To get it to work for me I had to set crypto policies to LEGACY update-crypto-policies --set LEGACY With a reboot As I am working with an older AD server.

Then update the $::osfamily block. First I changed 'Redhat' to 'CentOS' I did consider changing the == 'Redhat' to in ['RedHat', 'CentOS'] But that would give no overall benefit in my environment.

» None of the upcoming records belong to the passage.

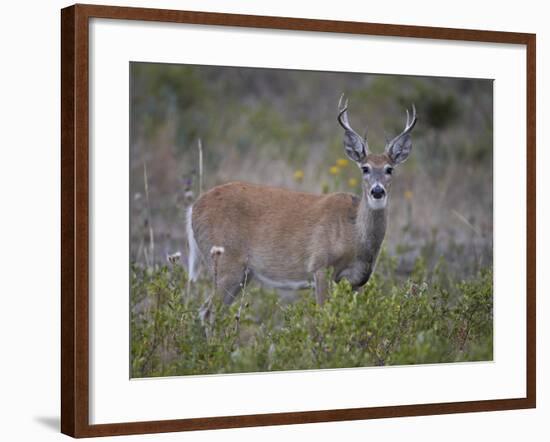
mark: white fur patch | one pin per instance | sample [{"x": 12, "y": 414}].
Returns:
[
  {"x": 193, "y": 258},
  {"x": 377, "y": 204}
]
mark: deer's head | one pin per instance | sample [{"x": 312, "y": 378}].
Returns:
[{"x": 377, "y": 169}]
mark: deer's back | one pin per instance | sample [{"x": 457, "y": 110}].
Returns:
[{"x": 278, "y": 230}]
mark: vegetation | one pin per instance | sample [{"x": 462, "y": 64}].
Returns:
[{"x": 430, "y": 298}]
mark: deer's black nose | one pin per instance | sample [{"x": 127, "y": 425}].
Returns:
[{"x": 377, "y": 192}]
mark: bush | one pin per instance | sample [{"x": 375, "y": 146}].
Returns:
[{"x": 427, "y": 318}]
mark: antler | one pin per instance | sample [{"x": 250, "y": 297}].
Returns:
[
  {"x": 408, "y": 127},
  {"x": 344, "y": 120}
]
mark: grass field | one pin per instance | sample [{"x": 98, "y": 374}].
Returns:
[
  {"x": 430, "y": 298},
  {"x": 425, "y": 318}
]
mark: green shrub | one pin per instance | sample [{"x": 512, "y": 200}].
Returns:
[{"x": 427, "y": 318}]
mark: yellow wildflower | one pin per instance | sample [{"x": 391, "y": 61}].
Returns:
[
  {"x": 299, "y": 175},
  {"x": 342, "y": 162}
]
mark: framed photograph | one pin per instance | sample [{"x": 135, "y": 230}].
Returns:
[{"x": 239, "y": 250}]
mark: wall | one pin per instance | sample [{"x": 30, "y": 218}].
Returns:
[{"x": 29, "y": 183}]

Therefor a simple delete is all that was necessary ;) case $::osfamily { 'RedHat': { if ($::facts['os']['name'] == 'Fedora' and versioncmp($::facts['os']['release']['major'], '28') >= 0) or ( versioncmp($::facts['os']['release']['major'], '8') >= 0) {

( $::facts['os']['name'] == 'CentOS' and versioncmp($::facts['os']['release']['major'], '8') >= 0) {

  #( $::facts['os']['name'] == 'Redhat' and versioncmp($::facts['os']['release']['major'], '8') >= 0) {
    if $ensure == 'present' {
zeekus commented 3 years ago

I abandoned Centos8 and went back to Centos7 due to the fact Centos8 is EOL in Dec 2021.